The wrong assumption behind every web server

For decades, web servers made an assumption so natural nobody wrote it down: to hold a connection open, you need a thread sitting with it. One connection, one thread. It felt self-evident.

It was wrong — and the consequences of getting it right changed how most of the internet is served today.

The paradox

Picture a server with 100 users connected to it. Each one is holding an open connection — waiting for the next request, keeping the channel alive. No clicks. No data moving. The server is, for all practical purposes, doing nothing.

How many threads does Apache need to handle this?

100 threads. One per user. All of them parked, all of them burning memory, all of them waiting for something that isn’t coming.

That’s the C10K problem — named in a 1999 essay by engineer Dan Kegel, asking why a single machine couldn’t handle 10,000 concurrent connections. The hardware was capable. The math didn’t add up. Something about how servers were built was deeply wasteful, and it took years to name what.

A thread is not a unit of work. For most web servers, it’s a unit of waiting.

Why threads feel like the obvious answer

To understand why the old model seemed right, you have to start from the basics.

When a browser connects to your server, it opens a TCP connection — a persistent two-way channel. The OS represents this channel as a file descriptor: just a small integer, like 4 or 91. Think of it as a ticket number. The kernel manages the actual connection state internally; your program holds the number and passes it to system calls like read() and write() whenever it wants to interact with that connection.

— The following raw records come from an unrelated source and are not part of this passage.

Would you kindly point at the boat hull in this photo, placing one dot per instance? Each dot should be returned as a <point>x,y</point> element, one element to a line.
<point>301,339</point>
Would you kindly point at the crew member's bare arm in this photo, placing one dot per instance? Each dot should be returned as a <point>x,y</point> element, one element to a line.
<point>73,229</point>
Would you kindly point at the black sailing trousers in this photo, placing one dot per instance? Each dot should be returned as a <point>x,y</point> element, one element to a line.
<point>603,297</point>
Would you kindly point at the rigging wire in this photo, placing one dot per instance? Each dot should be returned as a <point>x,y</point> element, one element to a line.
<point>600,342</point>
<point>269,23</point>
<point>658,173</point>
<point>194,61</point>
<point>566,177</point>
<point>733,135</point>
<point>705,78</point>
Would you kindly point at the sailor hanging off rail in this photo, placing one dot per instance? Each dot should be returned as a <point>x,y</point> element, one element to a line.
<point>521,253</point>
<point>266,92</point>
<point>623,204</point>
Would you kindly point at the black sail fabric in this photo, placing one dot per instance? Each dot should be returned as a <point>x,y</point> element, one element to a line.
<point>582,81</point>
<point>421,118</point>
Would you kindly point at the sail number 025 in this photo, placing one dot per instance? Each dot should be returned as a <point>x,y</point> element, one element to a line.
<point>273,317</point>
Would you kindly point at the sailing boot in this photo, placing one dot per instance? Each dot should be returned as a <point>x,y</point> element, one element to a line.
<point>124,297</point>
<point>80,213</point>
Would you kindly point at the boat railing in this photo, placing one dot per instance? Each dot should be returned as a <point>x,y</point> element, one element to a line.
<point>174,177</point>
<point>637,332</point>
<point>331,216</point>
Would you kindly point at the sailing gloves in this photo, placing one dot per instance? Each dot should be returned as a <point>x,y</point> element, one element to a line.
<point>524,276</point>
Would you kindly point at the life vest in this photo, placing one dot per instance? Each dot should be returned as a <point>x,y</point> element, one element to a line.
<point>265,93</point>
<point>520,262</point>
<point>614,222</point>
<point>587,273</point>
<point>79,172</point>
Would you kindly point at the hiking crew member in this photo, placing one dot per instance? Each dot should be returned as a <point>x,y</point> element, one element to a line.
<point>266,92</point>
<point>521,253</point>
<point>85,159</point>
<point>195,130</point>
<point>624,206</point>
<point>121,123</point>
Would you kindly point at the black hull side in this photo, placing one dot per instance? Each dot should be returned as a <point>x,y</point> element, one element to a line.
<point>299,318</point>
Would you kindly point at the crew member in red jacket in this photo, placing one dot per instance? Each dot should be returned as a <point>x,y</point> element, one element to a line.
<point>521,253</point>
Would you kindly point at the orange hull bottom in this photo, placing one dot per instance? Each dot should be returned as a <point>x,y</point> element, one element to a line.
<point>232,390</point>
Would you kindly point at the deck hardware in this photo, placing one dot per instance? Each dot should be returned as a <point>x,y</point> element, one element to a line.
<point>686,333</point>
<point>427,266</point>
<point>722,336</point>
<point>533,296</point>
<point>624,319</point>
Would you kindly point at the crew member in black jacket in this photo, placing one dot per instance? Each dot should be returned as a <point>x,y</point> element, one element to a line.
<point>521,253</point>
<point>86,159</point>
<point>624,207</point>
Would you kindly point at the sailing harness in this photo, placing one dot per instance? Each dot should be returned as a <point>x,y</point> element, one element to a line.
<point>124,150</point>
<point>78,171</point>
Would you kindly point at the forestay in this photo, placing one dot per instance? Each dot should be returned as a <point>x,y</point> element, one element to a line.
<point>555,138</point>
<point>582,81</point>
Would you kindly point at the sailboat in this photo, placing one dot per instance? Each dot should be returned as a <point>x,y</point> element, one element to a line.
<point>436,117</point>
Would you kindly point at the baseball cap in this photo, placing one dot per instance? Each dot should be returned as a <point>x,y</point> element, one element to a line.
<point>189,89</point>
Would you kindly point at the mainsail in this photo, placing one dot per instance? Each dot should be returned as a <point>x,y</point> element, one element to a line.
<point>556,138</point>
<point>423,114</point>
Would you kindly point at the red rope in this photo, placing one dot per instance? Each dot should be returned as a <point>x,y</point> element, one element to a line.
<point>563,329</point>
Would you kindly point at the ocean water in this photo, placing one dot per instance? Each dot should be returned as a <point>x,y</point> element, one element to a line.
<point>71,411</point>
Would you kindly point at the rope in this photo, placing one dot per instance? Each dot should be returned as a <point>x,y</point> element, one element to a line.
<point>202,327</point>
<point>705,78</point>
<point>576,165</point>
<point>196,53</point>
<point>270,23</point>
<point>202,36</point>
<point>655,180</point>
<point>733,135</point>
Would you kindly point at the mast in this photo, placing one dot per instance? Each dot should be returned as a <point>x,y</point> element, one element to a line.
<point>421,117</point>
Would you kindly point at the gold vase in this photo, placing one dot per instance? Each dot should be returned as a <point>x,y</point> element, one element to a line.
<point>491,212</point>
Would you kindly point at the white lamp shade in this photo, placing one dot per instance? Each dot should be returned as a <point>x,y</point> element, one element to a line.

Now, between when the connection opens and when the request fully arrives, there’s a gap. The browser sends data in packets. Those packets travel across the internet. They arrive whenever they arrive — your server has no say in this.

So what does your server do while waiting?

The traditional answer — baked into every OS since the 1970s — is that you call read() on the file descriptor, and your program stops. The OS parks your thread, pulls it off the CPU, and wakes it up only when data arrives. This is blocking I/O. Your thread is blocked. It cannot do anything else. It just sits there, holding its stack in memory, waiting.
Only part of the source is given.